Бедные Том и Мэгги Талливер напомнили мне фразу Джордж Элиот по поводу меланхолии: где-то, не помню, где именно, автор говорит о «грусти летнего вечера». Какие точные слова! Это наблюдение, подобно всему остальному, что вышло из-под ее пера, удивительно верно. Кто не испытывал печального очарования долгих летних закатов! В это время мир принадлежит Меланхолии, задумчивой деве с бездонным взглядом, избегающей яркого света дня. Она тихонько появляется из чащи, не прежде чем «меркнет свет, летит к лесной опушке ворон». Ее дворец в стране сумрака, там она и встречает нас у туманных ворот и, взяв за руку, ведет по своим тайным владениям. Ее облик невидим для наших глаз, но слух, кажется, улавливает шелест ее крыльев.
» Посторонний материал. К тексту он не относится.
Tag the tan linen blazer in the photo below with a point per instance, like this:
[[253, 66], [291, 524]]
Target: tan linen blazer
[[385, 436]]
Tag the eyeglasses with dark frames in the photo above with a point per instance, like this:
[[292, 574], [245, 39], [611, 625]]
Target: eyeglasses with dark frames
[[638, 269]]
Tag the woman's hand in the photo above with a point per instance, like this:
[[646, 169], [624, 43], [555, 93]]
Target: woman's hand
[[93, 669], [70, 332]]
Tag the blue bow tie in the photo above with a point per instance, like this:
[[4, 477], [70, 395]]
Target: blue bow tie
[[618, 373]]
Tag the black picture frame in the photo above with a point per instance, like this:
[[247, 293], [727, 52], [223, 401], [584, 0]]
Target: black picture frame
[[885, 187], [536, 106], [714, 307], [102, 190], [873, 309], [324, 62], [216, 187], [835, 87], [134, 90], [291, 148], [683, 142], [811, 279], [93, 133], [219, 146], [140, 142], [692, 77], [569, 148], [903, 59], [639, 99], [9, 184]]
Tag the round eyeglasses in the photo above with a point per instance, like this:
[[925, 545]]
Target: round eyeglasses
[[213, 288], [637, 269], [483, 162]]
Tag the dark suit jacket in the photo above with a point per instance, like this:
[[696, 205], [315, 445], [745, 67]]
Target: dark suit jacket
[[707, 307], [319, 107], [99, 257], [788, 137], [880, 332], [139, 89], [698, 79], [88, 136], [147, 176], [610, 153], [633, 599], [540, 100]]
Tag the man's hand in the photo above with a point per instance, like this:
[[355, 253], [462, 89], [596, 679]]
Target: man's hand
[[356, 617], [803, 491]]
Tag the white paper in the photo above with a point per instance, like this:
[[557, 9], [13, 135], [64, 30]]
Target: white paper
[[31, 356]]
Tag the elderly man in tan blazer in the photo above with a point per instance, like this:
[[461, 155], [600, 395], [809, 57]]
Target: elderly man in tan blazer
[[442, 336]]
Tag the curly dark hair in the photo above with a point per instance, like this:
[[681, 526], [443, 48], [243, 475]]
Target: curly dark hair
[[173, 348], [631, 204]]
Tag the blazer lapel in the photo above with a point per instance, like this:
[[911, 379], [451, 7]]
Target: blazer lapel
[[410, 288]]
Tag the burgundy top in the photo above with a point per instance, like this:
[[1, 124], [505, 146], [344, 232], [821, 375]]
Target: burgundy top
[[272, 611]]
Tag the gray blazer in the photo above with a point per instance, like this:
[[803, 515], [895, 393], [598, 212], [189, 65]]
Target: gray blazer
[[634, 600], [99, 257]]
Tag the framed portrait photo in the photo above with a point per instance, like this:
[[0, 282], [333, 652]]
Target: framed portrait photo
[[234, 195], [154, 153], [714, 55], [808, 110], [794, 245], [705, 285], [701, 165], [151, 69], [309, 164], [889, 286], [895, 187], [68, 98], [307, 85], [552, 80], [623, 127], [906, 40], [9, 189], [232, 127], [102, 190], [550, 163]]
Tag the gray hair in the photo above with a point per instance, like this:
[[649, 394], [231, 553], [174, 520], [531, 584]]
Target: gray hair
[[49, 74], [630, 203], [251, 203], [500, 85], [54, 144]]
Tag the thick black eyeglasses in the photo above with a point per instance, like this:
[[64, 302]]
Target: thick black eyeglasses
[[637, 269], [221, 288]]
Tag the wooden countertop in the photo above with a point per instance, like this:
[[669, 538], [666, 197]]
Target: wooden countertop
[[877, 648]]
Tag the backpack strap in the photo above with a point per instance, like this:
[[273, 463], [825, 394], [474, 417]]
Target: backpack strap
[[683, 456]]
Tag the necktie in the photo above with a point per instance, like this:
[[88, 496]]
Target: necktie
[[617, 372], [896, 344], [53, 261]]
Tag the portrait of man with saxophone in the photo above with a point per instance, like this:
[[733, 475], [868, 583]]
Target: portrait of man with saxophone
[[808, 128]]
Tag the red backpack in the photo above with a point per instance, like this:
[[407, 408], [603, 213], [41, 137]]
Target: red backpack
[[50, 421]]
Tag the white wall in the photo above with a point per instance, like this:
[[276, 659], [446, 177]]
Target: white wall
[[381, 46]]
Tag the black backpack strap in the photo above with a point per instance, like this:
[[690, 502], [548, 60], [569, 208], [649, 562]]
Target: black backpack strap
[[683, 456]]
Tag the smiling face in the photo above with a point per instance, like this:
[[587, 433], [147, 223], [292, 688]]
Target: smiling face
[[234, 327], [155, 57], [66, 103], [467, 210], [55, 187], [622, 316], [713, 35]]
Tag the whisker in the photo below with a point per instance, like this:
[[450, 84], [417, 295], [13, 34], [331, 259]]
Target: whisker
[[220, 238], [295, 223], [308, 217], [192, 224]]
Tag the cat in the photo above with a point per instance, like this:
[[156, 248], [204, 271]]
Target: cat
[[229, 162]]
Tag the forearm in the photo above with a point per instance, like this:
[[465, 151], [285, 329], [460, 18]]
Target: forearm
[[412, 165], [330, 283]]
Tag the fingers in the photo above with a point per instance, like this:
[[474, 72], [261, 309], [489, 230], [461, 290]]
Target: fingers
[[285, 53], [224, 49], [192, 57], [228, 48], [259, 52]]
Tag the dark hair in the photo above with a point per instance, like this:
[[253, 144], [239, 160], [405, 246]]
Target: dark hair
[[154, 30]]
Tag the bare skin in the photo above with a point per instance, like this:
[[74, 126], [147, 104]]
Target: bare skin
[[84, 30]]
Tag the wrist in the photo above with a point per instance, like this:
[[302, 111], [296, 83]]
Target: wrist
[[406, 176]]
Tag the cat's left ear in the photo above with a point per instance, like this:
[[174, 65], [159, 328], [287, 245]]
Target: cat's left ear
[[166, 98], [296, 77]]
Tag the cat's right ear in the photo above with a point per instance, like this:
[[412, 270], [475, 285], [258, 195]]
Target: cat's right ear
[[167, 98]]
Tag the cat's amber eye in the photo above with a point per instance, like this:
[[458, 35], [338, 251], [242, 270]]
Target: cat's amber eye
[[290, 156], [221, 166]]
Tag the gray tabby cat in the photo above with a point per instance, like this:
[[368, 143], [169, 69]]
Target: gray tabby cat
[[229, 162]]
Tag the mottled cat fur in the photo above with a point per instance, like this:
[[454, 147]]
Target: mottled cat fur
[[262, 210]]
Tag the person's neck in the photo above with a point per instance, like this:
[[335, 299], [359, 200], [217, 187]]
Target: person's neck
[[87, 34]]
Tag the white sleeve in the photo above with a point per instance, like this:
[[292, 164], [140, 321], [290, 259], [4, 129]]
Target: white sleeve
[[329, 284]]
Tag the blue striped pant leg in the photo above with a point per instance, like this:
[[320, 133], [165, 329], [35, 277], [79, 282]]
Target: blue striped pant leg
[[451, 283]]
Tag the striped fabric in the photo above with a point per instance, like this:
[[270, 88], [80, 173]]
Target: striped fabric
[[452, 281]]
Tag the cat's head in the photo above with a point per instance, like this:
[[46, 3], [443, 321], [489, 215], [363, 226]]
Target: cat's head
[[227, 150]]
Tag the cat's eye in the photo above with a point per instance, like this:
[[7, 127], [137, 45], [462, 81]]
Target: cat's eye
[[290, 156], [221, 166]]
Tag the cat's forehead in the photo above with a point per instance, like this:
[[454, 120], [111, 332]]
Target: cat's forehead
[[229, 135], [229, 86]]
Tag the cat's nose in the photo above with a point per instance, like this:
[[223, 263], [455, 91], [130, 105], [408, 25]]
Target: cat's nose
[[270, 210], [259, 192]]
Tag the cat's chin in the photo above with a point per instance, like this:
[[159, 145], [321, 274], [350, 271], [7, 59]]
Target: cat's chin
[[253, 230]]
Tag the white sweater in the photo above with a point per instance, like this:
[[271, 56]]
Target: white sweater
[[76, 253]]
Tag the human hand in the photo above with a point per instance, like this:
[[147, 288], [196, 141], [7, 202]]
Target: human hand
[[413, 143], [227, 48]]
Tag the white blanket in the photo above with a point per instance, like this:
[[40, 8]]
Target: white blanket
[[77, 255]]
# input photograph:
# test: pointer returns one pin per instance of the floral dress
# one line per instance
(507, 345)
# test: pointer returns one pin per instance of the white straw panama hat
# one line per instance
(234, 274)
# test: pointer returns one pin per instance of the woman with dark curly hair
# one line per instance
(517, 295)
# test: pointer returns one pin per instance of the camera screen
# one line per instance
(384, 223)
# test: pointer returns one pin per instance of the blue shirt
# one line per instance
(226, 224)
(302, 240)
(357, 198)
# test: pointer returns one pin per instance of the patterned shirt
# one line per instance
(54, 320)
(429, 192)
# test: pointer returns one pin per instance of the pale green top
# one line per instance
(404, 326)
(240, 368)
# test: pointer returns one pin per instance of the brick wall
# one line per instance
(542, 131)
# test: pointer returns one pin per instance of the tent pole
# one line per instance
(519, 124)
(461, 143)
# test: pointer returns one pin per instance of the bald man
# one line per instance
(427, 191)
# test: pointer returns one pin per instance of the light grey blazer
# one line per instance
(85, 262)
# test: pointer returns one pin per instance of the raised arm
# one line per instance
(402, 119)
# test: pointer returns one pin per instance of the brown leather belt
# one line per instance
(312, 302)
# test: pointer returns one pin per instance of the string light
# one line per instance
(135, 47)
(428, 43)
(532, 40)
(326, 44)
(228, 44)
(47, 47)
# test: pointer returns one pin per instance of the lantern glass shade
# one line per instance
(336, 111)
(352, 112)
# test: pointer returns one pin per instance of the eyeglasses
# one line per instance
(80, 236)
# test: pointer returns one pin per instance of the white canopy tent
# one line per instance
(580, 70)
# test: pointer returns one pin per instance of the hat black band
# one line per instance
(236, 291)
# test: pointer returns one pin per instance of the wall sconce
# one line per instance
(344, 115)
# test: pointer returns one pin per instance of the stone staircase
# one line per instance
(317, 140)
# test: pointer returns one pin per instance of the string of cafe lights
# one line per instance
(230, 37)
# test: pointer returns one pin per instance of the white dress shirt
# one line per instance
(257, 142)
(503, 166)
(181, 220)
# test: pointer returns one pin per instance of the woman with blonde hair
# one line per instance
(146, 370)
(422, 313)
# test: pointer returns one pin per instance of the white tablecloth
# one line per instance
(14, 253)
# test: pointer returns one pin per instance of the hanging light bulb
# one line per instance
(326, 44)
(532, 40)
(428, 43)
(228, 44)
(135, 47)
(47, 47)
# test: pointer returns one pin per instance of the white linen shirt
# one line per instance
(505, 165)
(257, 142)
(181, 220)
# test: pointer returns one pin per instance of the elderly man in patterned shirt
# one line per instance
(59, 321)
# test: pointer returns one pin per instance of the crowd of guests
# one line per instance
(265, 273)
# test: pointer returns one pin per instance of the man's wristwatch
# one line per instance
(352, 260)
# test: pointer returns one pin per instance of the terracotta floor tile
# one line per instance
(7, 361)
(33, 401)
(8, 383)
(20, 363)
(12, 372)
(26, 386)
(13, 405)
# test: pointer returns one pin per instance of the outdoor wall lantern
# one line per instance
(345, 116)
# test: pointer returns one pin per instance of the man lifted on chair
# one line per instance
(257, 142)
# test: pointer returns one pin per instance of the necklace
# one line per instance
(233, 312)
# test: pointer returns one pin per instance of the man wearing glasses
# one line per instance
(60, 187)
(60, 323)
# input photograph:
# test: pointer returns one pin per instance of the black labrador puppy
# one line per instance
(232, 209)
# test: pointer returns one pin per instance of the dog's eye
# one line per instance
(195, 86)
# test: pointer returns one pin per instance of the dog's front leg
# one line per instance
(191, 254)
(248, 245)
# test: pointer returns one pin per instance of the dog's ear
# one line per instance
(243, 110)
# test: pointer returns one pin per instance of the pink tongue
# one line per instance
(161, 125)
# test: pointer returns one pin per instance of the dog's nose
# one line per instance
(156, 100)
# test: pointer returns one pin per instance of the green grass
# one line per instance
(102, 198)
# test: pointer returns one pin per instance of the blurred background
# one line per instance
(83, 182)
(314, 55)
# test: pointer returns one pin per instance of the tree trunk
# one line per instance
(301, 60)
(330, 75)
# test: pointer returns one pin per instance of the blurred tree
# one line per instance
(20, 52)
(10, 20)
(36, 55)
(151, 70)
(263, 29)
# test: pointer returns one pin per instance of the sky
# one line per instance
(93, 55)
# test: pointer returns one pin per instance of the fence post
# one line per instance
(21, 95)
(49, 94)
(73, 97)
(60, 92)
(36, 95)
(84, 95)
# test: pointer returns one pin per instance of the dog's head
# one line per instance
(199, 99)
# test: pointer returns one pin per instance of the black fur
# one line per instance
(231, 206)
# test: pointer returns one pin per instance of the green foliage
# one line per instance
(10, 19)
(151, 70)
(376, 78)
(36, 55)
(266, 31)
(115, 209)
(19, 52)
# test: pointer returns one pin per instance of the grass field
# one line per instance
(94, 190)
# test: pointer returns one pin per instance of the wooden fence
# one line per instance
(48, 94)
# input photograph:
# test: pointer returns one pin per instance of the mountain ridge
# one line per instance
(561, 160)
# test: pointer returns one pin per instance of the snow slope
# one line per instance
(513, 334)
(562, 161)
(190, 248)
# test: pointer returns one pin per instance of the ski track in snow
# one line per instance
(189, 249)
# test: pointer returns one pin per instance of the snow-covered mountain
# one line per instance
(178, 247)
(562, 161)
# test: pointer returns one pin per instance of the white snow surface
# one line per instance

Даже в неустанной сутолоке города ее дух посещает нас. По каждой длинной, унылой улице бродит некая мрачная тень; темная река бесшумным призраком втекает под черные арки, точно прячет в мутных водах какой-то секрет.
В этой безмолвной стране, когда деревья и изгороди высятся размытыми силуэтами на фоне опускающейся ночи, когда крылья летучих мышей щекочут наши лица и где-то вдали раздается заунывный плач коростеля, колдовские чары глубже проникают в наши сердца. В такой час нам чудится, будто мы стоим у невидимого смертного одра, и в колышущейся листве вязов слышится последний вздох умирающего дня.
Повсюду царит торжественная печаль, мир погружен в глубокий покой. В этом свете насущные заботы дня кажутся мелкими и пошлыми, а хлеб с маслом, и даже поцелуи, не единственным, ради чего стоит жить. Мысли, невыразимые словами и лишь слышимые внутренним слухом, заполняют нас, и, стоя в тишине под темнеющим куполом неба, мы чувствуем, что способны на большее, чем каждодневная суета. Когда завеса сумрака скрывает мир, он предстает перед нами не грязной мастерской, а величественным храмом, местом поклонения, где иногда протянутая в слепом поиске рука нащупывает Бога.